Huberman finds the concept of "delight" particularly powerful, noting it feels more natural than gratitude. "Delight is such a powerful, unselfish word," he reflects. "It's not taking anything from anybody." Where gratitude might feel like something requiring effort, delight seems to flow naturally from being present and observant.
The accessibility of delight stands out to Huberman—it operates on a "fast time scale," requiring only that we notice small pleasures, from a morning espresso to seeing a cute dog. These moments create immediate positive feelings without requiring extensive effort, though they still deliver significant happiness benefits.
Dr Santos emphasizes that delights are often sensory experiences that bring us into the present moment. She references Ross Gay's "Book of Delights," where the author documented daily delights from purple flowers to 80s music.
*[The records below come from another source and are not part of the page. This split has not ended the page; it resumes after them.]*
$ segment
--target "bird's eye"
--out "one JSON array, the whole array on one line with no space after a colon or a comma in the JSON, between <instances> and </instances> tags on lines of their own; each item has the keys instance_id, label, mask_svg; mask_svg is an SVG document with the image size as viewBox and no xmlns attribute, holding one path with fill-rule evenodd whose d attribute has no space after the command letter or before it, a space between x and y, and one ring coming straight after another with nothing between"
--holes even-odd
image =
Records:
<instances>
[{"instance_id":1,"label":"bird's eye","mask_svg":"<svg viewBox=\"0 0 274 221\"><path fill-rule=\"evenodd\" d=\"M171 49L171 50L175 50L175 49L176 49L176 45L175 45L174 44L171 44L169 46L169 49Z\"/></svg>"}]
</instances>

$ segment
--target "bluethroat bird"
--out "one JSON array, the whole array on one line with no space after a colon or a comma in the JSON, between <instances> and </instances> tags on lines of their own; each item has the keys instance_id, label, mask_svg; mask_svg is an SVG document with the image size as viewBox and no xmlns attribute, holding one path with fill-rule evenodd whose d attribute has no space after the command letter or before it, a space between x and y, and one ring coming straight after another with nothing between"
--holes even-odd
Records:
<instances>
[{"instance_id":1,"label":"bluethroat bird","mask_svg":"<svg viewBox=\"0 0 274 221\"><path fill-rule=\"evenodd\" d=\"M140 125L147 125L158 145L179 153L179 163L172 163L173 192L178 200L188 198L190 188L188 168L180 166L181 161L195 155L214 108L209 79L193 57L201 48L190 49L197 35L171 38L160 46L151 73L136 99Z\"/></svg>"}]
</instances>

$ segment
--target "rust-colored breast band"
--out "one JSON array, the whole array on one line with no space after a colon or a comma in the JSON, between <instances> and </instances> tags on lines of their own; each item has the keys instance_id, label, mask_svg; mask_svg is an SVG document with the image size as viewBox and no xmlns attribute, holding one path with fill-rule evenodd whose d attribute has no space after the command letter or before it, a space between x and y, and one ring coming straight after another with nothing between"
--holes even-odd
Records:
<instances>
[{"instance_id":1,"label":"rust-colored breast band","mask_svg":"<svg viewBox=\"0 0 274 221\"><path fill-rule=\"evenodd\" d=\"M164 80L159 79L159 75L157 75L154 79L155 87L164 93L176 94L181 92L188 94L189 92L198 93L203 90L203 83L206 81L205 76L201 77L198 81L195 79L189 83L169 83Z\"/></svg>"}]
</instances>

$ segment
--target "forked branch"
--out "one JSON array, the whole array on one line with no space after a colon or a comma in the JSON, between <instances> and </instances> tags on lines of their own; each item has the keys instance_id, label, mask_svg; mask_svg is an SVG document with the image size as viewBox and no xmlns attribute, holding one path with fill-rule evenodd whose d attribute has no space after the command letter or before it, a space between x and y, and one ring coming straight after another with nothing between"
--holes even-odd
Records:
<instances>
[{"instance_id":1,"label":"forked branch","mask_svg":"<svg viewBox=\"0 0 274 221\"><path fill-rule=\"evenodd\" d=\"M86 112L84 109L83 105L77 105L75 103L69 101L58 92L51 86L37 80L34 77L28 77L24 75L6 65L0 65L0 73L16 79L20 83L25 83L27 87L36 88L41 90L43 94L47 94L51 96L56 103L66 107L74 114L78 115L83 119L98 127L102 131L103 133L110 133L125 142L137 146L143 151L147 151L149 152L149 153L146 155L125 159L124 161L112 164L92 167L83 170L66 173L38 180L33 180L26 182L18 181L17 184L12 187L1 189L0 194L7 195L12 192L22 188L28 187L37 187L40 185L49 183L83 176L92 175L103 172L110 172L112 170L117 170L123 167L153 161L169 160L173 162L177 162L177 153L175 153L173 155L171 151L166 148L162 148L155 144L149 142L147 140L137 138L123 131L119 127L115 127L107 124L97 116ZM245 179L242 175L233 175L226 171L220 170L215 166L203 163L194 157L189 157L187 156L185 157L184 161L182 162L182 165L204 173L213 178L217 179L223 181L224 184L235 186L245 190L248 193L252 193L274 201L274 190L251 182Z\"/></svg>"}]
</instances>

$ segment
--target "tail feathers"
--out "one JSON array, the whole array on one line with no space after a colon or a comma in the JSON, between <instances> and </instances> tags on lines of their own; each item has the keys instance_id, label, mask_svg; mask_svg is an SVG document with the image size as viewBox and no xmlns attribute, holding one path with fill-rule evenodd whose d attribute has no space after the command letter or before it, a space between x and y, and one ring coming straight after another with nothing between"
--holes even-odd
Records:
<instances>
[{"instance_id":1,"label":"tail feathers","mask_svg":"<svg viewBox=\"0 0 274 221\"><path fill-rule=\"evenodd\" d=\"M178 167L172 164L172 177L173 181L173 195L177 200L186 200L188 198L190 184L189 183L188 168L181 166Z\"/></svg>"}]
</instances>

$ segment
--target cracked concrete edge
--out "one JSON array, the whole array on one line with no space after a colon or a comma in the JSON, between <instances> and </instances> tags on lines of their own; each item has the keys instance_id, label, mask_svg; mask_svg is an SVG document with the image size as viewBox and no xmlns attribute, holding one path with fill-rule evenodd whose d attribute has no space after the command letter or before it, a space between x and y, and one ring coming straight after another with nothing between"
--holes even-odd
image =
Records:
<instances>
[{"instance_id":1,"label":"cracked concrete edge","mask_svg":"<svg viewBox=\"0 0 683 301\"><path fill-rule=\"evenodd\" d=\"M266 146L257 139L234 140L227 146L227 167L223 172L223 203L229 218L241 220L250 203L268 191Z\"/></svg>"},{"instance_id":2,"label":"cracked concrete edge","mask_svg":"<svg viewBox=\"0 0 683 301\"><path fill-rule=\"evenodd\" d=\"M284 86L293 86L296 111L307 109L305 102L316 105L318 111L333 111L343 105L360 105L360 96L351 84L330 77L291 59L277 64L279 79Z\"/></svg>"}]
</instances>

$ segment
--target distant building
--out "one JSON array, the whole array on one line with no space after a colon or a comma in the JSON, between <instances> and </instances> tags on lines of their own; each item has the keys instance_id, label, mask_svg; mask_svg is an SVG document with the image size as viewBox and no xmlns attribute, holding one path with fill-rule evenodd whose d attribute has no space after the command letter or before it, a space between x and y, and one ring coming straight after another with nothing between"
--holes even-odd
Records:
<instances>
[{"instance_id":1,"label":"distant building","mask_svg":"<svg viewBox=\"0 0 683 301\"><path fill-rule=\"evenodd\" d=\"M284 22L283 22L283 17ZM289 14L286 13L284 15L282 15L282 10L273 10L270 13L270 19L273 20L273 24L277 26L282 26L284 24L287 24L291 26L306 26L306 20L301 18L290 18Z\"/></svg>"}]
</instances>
These simple observations create ripples of positive emotion and help retrain attention patterns away from our evolutionary negativity bias.
By deliberately practicing delight, we can counteract our natural tendency toward negativity, appreciate the present moment, and significantly enhance our happiness—all through the simple act of noticing the good things already present in our lives.
The Power of Positive Emotions for Action
Huberman shares a cultural observation from his father, who grew up in Argentina attending British schools, where displaying too much happiness could lead to being perceived as unintelligent.
He notes how different cultures approach emotional expression differently, with Americans perhaps more openly celebrating expressions of happiness, but often in specific contexts like wealth and celebrity.
This creates a confusing message: society tells us to pursue happiness while simultaneously suggesting that being happy means being ignorant of the world's problems. "There's a lot of judgment written into this thing around happiness," Huberman observes.
Dr Santos addresses the concern that happiness might lead to complacency about world problems. She cites research by Konstantin Kushlev from Georgetown that examined whether happier people are less likely to address social issues like climate change.
Contrary to intuition, the research found that while people with climate anxiety tend to experience fewer positive emotions, those actually taking action on climate issues reported more positive emotions.
"If you're happier, if you're experiencing lots of delights and positive emotions, you kind of have the bandwidth to do stuff," Dr Santos explains. "You can go to that protest where if you're super depressed, you're just going to lie in bed with your duvet."
This research challenges the assumption that happiness leads to ignoring problems, suggesting instead that positive emotions may provide the emotional resources needed for constructive action. As Dr Santos concludes, "We can take care of ourselves and it's okay. It doesn't mean we're going to stop doing good stuff in the world."
Wrapping Up
By understanding the science behind concepts like hedonic adaptation, the true power of social connection, and the subtle but significant difference between being happy with our lives versus in our lives, we gain practical tools.
The journey to a happier, more contented life begins not with grand, abstract ideals, but with intentional, scientifically-informed practices.